Tien Nguyen never dreamed he’d be lying in a hospital bed, yet there he was. Frightened and confused, he was awaiting open heart surgery. How could that be? He was just 59, weighed 165 lbs with a body mass index of 18 percent. He seemed to be in excellent physical condition. The heaviness in his chest must be something else, he insisted. Perhaps heartburn or indigestion?
“When the cardiologist told me I needed emergency surgery I was in shock,” remembers Nguyen. “I thought I was doing everything right. This cannot be happening to me.”
Tests showed one artery was 70 percent blocked. Another was blocked 90 percent. Surgery could not wait. The double-bypass would take six and a half hours.
“Where is he?” his volleyball teammates wondered. His Kryszak Athletic Venues Buffalo and Rochester, New York team was more than friends, they were as close as brothers. Tien never missed practice. He was never even late. “We knew something had to be wrong.”
“We were getting ready for the tournament in the New York State Empire Games,” said Nguyen. “I texted a teammate and he thought I was joking. Everybody was like, ‘What? Tien is in the hospital for heart surgery?’ It’s like, ‘No, that can’t be.’”
But it was and it was bad. “My doctor told me, ‘You are the walking dead.’ He said the only reason I hadn’t collapsed and died was because I work out every day.”
“This cannot be the end,” he thought. “After all I’ve been through.” Nguyen couldn’t help but think back to his childhood. Born in Vietnam, he was 14 years old when he and his family were forced to flee Saigon. They ended up in America, where a refugee camp became his home.
“It was difficult,” he said, “But we were grateful to be alive and determined to make the best of it.” His experience taught Nguyen not to dwell on the past or his current situation, but instead to keep pushing forward.

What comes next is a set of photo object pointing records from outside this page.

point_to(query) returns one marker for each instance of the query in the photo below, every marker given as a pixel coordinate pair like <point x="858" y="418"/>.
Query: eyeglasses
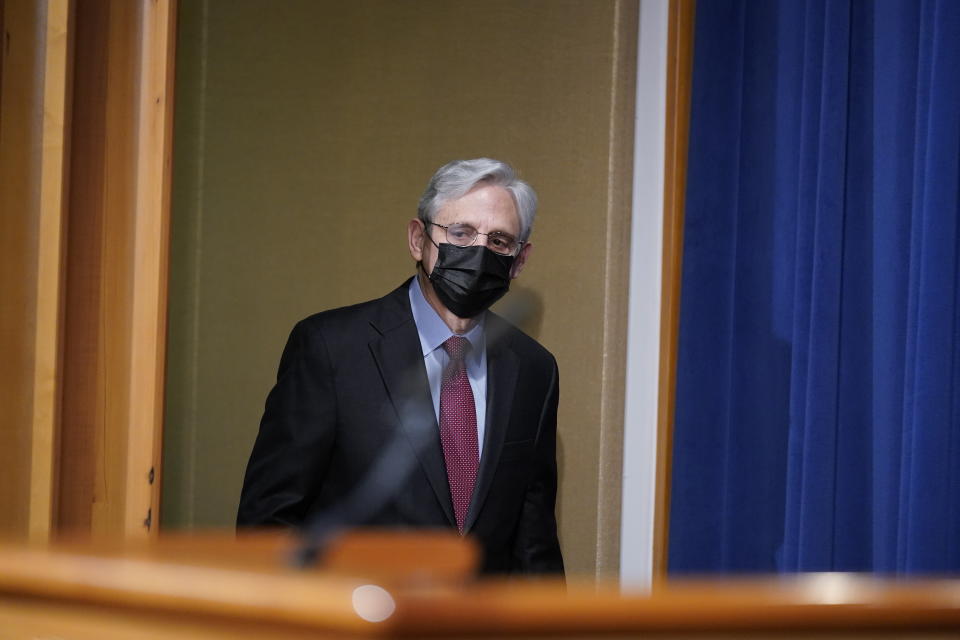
<point x="463" y="235"/>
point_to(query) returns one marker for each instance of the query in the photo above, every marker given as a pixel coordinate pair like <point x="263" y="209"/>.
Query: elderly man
<point x="471" y="400"/>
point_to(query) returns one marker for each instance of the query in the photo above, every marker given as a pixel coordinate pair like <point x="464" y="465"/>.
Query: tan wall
<point x="304" y="134"/>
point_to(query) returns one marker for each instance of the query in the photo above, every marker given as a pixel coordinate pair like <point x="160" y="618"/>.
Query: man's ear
<point x="521" y="260"/>
<point x="415" y="238"/>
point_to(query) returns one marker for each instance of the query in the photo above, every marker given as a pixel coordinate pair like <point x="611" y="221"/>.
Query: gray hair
<point x="455" y="179"/>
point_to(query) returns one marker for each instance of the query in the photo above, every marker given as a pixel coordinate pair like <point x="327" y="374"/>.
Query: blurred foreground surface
<point x="372" y="585"/>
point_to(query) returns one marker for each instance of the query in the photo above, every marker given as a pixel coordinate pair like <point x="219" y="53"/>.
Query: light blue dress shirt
<point x="433" y="333"/>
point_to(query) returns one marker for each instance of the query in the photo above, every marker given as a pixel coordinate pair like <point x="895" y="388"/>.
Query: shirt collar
<point x="433" y="330"/>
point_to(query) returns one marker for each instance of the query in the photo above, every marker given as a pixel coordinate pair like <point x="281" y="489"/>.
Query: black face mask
<point x="470" y="279"/>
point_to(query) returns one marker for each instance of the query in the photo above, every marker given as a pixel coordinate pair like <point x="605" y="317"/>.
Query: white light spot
<point x="831" y="588"/>
<point x="373" y="603"/>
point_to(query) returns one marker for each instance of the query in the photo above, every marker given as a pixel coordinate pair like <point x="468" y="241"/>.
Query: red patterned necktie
<point x="458" y="428"/>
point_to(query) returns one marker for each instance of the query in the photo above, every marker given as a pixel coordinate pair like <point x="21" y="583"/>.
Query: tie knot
<point x="457" y="347"/>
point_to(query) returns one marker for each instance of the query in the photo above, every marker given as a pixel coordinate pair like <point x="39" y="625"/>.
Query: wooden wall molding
<point x="85" y="137"/>
<point x="679" y="69"/>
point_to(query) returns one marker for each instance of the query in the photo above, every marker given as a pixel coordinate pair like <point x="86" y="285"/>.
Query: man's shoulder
<point x="391" y="308"/>
<point x="502" y="331"/>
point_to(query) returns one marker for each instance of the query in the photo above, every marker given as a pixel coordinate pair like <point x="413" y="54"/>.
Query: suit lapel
<point x="397" y="353"/>
<point x="502" y="369"/>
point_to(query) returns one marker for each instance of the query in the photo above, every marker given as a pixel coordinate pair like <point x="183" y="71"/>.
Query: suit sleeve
<point x="537" y="549"/>
<point x="296" y="436"/>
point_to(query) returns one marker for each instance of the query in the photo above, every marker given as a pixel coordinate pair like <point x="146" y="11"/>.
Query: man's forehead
<point x="490" y="204"/>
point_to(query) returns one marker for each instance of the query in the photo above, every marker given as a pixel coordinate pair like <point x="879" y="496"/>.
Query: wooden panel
<point x="96" y="358"/>
<point x="116" y="283"/>
<point x="32" y="149"/>
<point x="53" y="185"/>
<point x="679" y="66"/>
<point x="20" y="133"/>
<point x="151" y="241"/>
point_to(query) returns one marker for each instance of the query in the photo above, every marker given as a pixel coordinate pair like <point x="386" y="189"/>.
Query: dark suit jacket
<point x="352" y="381"/>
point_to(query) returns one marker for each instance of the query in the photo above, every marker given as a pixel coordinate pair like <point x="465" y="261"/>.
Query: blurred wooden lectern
<point x="219" y="586"/>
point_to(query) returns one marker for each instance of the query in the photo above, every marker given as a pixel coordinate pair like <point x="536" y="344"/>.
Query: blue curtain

It is a trait that even impresses his wife.
“She says to me, ‘I don’t understand how you’ve avoided having nightmares and flashbacks.’ And I tell her that I have had to learn to let things go and instead look forward to the future. You have to believe there are always brighter things ahead.”
He applied that same philosophy to dealing with his heart surgery. Thanks to his attitude and his physical condition his recovery was quick and complete. Just eight weeks after surgery he was back on the volleyball court. Today, at the age of 61 he continues to work as a software engineer, and physical activity is a daily part of his life.
Most of all, he is grateful to his volleyball team, who won gold at the 2022 National Senior Games. In the 50s division he is the only player in his 60s. He knows that not only is he a teammate, but he is also an inspiration. “I know the reason I am alive is because I am active,” he said. “If my story will help motivate others to protect their health by keeping fit, then I feel like I won the lotto.”